HPCwire
 The global publication of record for High Performance Computing / September 19, 2003: Vol. 12, No. 37

  |  Table of Contents  |  

Features:

IBM P4: HANDICAP FOR HIGH RESOLUTION EARTH SYSTEM MODELING?
by Christopher Lazou

Some 90 meteorologists and HPC experts from 15 countries and 4 continents attended the bi-annual CAS2K3 workshop on the use of HPC in meteorology, held at the idyllic Imperial Palace Hotel, Annecy, France, organised by the National Centre for Atmospheric Research (NCAR), USA. This excellent relatively small and friendly workshop provided a tour de force in meteorological and computing techniques by active practitioners striving to maximise the latest HPC technology to refine and improve their climate prediction models. Most presenters came from sites in the USA with large IBM P3/4 systems, while the European contingent included a strong representation from sites with large NEC SX-6 systems. This article highlights a few of the many issues raised by presentations given at this workshop.

There were 43 presentations in 4 days and a live demonstration of the Grid's enabling potential for international collaboration within the community of climate system modelling (CCSM). The talks were crammed with technical information on how to use parallel supercomputers for computation using mathematical models, which describe climate/weather patterns over time. They were interspersed with performance figures, weather maps and video pictures from simulations and these were compared with satellite pictures of the behaviour of actual weather events.

Why are meteorologists doing all this Earth System Modelling and what is the urgency? Dramatic reports of flooding and other climate change events now appear frequently in the press and on television (Hurricane Isabel hitting North Carolina as I write). These images are injecting a political dimension into the proceedings.

Climate simulations show that intensely hot summers and increase in rainfall, causing flooding, are likely to become more common. The reduction of snow in the north, the melting of glaciers, the projection of no snow in the north in year 2100 (even at the North Pole) and the implied rise in sea level raise questions on the state of the atmosphere, the ocean, sea-ice, the land surfaces and mankind. In short, there is a perceived pending catastrophe, because of global warming exacerbated by greenhouse gases and other pollutants from human activities.
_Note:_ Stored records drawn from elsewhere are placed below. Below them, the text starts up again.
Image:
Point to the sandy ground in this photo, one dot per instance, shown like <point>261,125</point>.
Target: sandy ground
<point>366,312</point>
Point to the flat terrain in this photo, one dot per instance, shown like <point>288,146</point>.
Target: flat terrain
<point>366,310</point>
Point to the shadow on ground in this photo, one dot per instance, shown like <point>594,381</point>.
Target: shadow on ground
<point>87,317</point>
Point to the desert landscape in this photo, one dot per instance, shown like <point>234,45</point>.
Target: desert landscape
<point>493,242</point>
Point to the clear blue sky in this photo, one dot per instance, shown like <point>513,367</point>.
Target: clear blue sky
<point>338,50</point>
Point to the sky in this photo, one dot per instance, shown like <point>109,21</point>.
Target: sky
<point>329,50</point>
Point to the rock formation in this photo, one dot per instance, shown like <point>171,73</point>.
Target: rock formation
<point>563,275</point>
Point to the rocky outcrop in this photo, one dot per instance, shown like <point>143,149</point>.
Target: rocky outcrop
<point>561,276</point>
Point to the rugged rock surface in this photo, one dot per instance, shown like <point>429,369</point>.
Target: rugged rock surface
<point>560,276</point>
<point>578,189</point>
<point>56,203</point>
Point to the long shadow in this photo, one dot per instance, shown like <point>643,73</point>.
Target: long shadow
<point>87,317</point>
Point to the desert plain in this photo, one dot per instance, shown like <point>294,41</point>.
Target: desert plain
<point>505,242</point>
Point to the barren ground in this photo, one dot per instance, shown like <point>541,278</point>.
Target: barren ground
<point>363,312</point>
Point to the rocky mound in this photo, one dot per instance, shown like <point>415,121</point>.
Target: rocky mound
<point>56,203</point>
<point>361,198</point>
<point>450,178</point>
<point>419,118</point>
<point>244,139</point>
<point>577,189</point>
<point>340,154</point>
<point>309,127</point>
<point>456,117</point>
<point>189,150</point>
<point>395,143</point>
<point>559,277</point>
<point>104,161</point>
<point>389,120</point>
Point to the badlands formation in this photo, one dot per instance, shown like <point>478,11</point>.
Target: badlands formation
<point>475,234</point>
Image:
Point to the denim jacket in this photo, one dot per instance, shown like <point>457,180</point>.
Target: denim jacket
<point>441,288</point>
A study at the Max Planck Institute, Germany, comparing CO2, parts per million (ppm) and temperature change, shows that over 400,000 years prior to the year 1850 the temperature changed from -8oC to 0oC (rose by 8oC) while the CO2 changed from 200 (ppm) to 280 (ppm). From 1850 to today the temperature rose by 1.4oC and the CO2 rose to 550 (ppm). From today to 2100 year, the CO2 (ppm) is expected to rise from 550 (ppm) to 960 (ppm) and the temperature from 1.4oC to 5.8oC. This is the so-called Vostok curve and the gap indicates the severity of the situation.

Some scenarios show that sea level rise alone could deprive two billion people of food in the next hundred years. Insurance companies cannot protect against consequences of this magnitude. Thus the stakes are high and finding answers to the socio-economic effects of climate change has climbed to the top of the political agenda.

The key goal of the climate change efforts is to develop and enhance our capability to monitor and predict how the Earth System is evolving.

Temporal scales seasonal and inter-annual, weather forecasting and climate change predictions are dominated by initial conditions of the atmosphere, the oceans and by forcing factors (naturally-occurring and human-induced).

Dr. William Collins, from NCAR and Chair of the scientific steering committee for the Community Climate System Model (CCSM), in a keynote address explained that CCSM is a comprehensive system for simulating the past, present and future climates of the Earth. It currently consists of four major components representing the atmosphere, ocean, sea ice, and land surface. The exchange of energy, water and other constituents at the interfaces among these components is simulated using a flux coupler.

The CCSM resulted from a collaborative development effort involving NCAR, university investigators and scientists from several US federal agencies. One of the distinguishing features of CCSM is that the complete source code, documentation and simulation data sets are freely distributed to the international climate research community. A new version of the model, CCSM3, has been developed to facilitate work on a wide variety of scientific problems. These include the interactions between aerosols and climate, the relative importance of natural and anthropogenic forcing from the last millennium, and the nature of abrupt climate change. Results from CCSM3 will form the basis for NCAR's contribution to forthcoming international (IPCC and WMO) climate assessments. This talk focused on major new features and improvements in CCSM3 relative to its predecessors.

These include new radiation and cloud parameterisations in the atmosphere; heating of the ocean surface by chlorophyll and detailed vegetation ecology. The improvements in simulations of present-day climate produced by the new model physics were illustrated with recent coupled experiments.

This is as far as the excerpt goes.